Les motifs étant précis, réels et sérieux au vu de l’aveu et des circonstances de l’affaire, il n’y a pas lieu de faire droit à l’offre de preuve formulée à titre subsidiaire par l’appelante sur incident.
L’appel incident est donc fondé et il échet, par réformation du jugement entrepris, de déclarer régulier le licenciement avec préavis.
L’appel principal limité d’A relatif à l’indemnisation de ses dommages matériel et moral doit être rejeté comme non fondé.

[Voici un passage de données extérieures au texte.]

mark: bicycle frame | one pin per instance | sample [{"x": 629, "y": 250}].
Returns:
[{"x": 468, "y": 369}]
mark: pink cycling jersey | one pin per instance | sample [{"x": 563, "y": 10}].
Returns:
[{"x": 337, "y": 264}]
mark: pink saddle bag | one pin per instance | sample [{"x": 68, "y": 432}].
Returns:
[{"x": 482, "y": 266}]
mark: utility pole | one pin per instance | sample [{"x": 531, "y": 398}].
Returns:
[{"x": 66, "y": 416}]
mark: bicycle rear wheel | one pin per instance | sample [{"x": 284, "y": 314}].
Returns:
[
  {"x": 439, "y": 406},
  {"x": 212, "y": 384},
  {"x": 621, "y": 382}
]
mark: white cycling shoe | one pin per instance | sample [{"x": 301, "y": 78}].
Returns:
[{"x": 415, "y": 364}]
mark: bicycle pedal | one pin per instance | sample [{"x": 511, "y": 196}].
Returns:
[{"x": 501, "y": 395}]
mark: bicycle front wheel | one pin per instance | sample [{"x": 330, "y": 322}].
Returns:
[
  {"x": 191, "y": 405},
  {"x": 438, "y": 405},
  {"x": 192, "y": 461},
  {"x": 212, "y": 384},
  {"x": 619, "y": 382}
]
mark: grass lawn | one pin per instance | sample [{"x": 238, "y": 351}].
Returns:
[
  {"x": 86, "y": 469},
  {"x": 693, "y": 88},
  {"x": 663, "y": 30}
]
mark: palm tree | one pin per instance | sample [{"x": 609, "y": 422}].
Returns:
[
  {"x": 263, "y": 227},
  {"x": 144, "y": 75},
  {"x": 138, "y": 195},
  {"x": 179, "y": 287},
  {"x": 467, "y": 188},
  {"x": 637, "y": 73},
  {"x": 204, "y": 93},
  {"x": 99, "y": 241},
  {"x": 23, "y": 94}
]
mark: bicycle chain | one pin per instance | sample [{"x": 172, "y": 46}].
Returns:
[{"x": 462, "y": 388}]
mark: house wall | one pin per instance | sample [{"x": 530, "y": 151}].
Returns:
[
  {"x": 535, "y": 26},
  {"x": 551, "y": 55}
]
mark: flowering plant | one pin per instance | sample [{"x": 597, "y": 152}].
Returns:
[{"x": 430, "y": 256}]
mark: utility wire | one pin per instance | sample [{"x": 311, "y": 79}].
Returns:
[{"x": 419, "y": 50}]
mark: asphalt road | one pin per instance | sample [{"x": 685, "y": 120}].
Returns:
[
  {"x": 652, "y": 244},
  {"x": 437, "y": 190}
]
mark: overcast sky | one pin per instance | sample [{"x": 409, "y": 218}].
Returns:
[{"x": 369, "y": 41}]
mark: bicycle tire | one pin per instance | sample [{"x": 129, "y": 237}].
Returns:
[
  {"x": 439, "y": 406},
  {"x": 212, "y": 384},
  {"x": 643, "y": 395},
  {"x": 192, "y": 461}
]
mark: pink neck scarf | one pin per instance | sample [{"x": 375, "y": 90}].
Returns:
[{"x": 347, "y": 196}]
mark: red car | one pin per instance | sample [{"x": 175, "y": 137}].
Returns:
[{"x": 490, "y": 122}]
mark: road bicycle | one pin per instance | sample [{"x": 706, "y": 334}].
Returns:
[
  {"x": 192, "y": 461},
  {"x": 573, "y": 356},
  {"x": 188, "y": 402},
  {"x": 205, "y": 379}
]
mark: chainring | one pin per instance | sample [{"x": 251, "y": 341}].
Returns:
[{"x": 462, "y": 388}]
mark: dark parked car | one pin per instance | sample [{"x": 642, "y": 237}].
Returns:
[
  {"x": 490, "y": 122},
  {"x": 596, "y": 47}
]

Sa demande sur base de l’article 240 du NCPC pour la présente instance est à rejeter, alors qu’en tant que partie succombante, il est à condamner aux frais et ne saurait bénéficier d’une indemnité de procédure.
La demande de la sàrl S1 sur base de l’article 240 du NCPC est à déclarer non fondée étant donné que la demanderesse est restée en défaut de justifier de l’iniquité requise par cet article.
Au vu du sort réservé à l’appel incident, il y a également lieu, par réformation du jugement entrepris, de condamner le requérant initial aux frais et dépens de première instance.
PAR CES MOTIFS :
la Cour d’appel, troisième chambre, siégeant en matière de droit du travail, statuant contradictoirement, sur le rapport oral du magistrat de la mise en état,
déclare les appels principal et incident recevables,
déclare l’appel principal non fondé,
déclare l’appel incident fondé,
partant par réformation du jugement du 13 juillet 2017,
déclare régulier le licenciement avec préavis du 26 avril 2016,
confirme pour le surplus le jugement du 13 juillet 2017, rejette les demandes des parties basées sur l’article 240 du NCPC, condamne A aux frais et dépens des deux instances avec distraction au profit de Maître Philippe PENNING sur ses affirmations de droit. La lecture du présent arrêt a été faite en la susdite audience publique par Madame la présidente de chambre Ria LUTZ, en présence du greffier Isabelle HIPPERT.